The Pong Experiment
In 1991, Loren Carpenter (co-founder of Pixar), tried an experiment at Siggraph. People entered a theatre to find small paddles left on their seats, with one green side and one red side. On a screen, they could see lots of red and green squares. The audience members connected the two, and were able to identify their own paddle in the crowd on the screen.
Then a game of Pong appeared and the audience came to realise that they had been split into two halves, with each team controlling one of the players in the game collaboratively, using their paddles – green for up, red for down.
Much like Deep Mind learned to play Atari games with only the pixel data, controls and scores, the crowd was able to figure out the situation with no instructions.
They operated as a cohesive single entity to control their player in the Pong game. In the BBC documentary All Watched Over by Machines of Loving Grace, Loren describes this effect:
They’re all acting as individuals, because each one of them can decide what they’re going to do … There’s an order that emerges that gives them kind of like an amoeba like effect where they surge and they play … I wanted to see if no hierarchy existed at all, what would happen? They formed a kind of a subconscious consensus.
I want to recreate Loren Carpenter’s Pong experiment, because I expect I will be able to learn from going through the process. It will be interesting to see, in person, how an audience reacts and I hope it will inspire more ideas. This week I’m beginning investigations into how to do this technically.
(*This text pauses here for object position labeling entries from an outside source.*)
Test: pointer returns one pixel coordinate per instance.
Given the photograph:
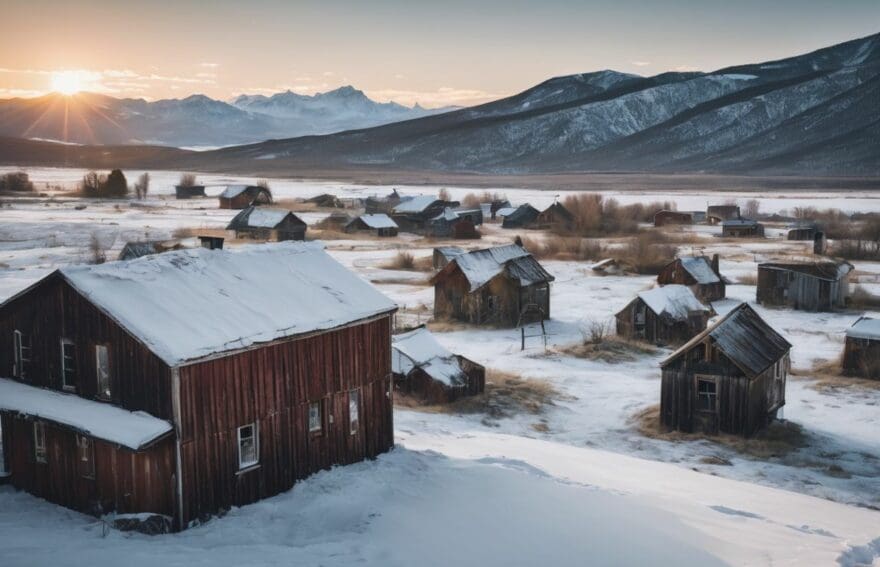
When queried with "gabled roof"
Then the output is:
(675, 301)
(419, 349)
(190, 304)
(745, 338)
(107, 422)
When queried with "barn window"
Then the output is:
(39, 441)
(248, 446)
(68, 364)
(85, 450)
(354, 411)
(102, 370)
(707, 395)
(21, 353)
(316, 424)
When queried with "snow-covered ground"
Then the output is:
(585, 484)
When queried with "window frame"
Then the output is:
(64, 370)
(255, 436)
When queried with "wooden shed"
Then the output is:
(494, 286)
(378, 224)
(861, 351)
(264, 223)
(185, 383)
(665, 315)
(425, 370)
(244, 196)
(807, 286)
(730, 378)
(699, 273)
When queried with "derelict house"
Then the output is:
(664, 217)
(189, 191)
(264, 224)
(699, 273)
(502, 286)
(424, 369)
(521, 217)
(730, 378)
(185, 383)
(378, 224)
(861, 351)
(742, 228)
(807, 286)
(666, 315)
(133, 250)
(244, 196)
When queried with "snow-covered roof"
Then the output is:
(419, 349)
(700, 268)
(676, 301)
(415, 204)
(378, 221)
(95, 419)
(865, 328)
(188, 304)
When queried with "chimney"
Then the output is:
(211, 242)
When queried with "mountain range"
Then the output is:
(90, 118)
(815, 114)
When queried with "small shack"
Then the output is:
(521, 217)
(422, 368)
(378, 224)
(861, 351)
(133, 250)
(730, 378)
(742, 228)
(666, 217)
(244, 196)
(189, 191)
(494, 286)
(664, 315)
(264, 224)
(699, 273)
(806, 286)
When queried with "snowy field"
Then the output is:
(577, 484)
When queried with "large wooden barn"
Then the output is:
(185, 383)
(244, 196)
(861, 351)
(265, 223)
(425, 370)
(665, 315)
(730, 378)
(699, 273)
(494, 286)
(807, 286)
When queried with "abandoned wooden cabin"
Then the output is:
(861, 351)
(244, 196)
(133, 250)
(699, 273)
(806, 286)
(665, 315)
(378, 224)
(522, 216)
(443, 254)
(664, 218)
(715, 214)
(185, 383)
(264, 224)
(425, 370)
(189, 191)
(742, 228)
(502, 286)
(730, 378)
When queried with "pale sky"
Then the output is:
(435, 53)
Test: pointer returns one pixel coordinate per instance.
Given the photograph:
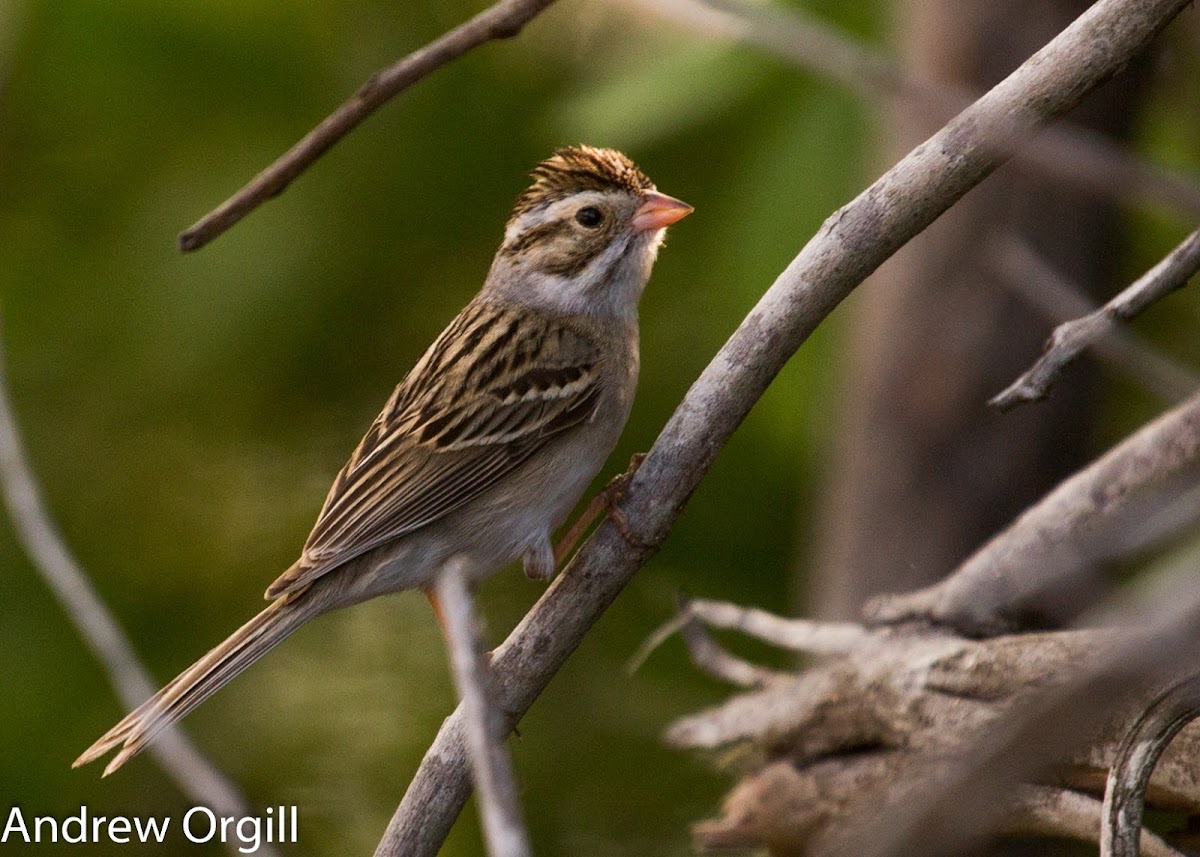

Thinking about the technology involved in the Pong experiment, it’s pretty amazing that it was achieved in 1991. That’s the same year that Tim Berner’s Lee turned on the internet at CERN. I even started to wonder whether the description of the experiment in AWOBMOLG was entirely accurate. After all, this was an age where good computers ran at 25 or 33Mhz. The laptop I’m writing this on today runs at 2.4Ghz, almost a hundred times faster. There were no programming languages designed for visuals, such as Processing or OpenFrameworks. Certainly there were no libraries available for computer vision or blob tracking. How did they manage to do it?
This skepticism was quickly quashed when I found Carpenter’s patent for the technology, which shows that, physically, the system relies on a light mounted next to the camera, and the reflective material on the audience’s paddles, making them easier to identify. In terms of the software, the entire thing was coded from scratch in C.
Luckily for me, these days, OpenCV and Youtube tutorials are here to help. I started experimenting with blob detection using this tutorial by Daniel Shiffman. With a little adjustment of the thresholds, and some coloured cards, I managed to get reliable results.